The aforementioned Flair's booking is a key component in why the division feels like it's so thin. Much like Lesnar, her booking has been a ceiling on many potential stars, with the popular Sasha Banks and Asuka being sacrificed on her altar. Even Becky Lynch only got to where she is by being too over to ignore. It was by no means WWE's original plan.

Elsewhere, other stars, like Bayley, were sacrificed to Alexa Bliss, Vince McMahon's other blonde favorite, and never recovered. Bliss herself didn't create an exciting division, either, and has been aimless since finally falling from the top at SummerSlam last year, not giving back what she took.
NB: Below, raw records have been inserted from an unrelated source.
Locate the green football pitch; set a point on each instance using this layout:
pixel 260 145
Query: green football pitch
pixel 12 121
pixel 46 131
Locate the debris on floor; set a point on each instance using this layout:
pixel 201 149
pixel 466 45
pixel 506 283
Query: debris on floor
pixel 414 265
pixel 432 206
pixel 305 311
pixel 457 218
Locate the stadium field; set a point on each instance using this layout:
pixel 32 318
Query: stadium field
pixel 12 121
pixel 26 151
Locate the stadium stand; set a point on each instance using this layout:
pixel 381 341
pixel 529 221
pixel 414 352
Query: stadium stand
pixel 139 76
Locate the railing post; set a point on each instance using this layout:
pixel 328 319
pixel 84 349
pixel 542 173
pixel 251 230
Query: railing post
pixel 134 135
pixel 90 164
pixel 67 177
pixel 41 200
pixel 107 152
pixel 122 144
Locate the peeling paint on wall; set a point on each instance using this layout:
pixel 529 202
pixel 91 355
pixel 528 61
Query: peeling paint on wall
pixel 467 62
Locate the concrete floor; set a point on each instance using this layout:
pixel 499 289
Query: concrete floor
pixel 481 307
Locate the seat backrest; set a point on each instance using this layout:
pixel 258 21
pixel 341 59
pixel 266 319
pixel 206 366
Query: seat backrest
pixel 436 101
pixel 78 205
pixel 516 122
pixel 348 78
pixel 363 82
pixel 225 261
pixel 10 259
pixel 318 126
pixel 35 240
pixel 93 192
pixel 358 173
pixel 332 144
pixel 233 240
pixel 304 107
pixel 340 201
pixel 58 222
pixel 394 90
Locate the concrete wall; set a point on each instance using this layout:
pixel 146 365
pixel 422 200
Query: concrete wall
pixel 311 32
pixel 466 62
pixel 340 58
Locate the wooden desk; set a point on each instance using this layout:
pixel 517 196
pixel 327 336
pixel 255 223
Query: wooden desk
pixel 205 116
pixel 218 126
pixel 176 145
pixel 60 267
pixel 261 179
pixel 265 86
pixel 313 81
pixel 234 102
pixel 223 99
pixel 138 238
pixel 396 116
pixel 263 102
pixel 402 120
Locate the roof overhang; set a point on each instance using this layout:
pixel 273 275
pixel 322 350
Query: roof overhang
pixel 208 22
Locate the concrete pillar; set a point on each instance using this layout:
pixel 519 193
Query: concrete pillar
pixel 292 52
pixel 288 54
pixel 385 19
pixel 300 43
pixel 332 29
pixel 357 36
Let's not even get started on the mess with the newly-introduced Women's Tag Team Titles. The result is a thoroughly unexciting division as we get deep into 2019, with apathy fast setting in. Most of it was buried for two people, and those two people are now stale. All this after an unnecessary, unexciting WrestleMania angle that was a proven ratings killer.

The women had the potential for great growth beginning in 2015, but WWE has, with rapid speed, normalized them, making them just as stale as the rest of the product, even now, at a time when the division should be hitting new heights.

Now that the company's ability to gain friendly PR with them has seemed to run out, it appears they've gone back to not caring at all, so why should we? It's a microcosm of everything that's gone wrong in these two lost decades.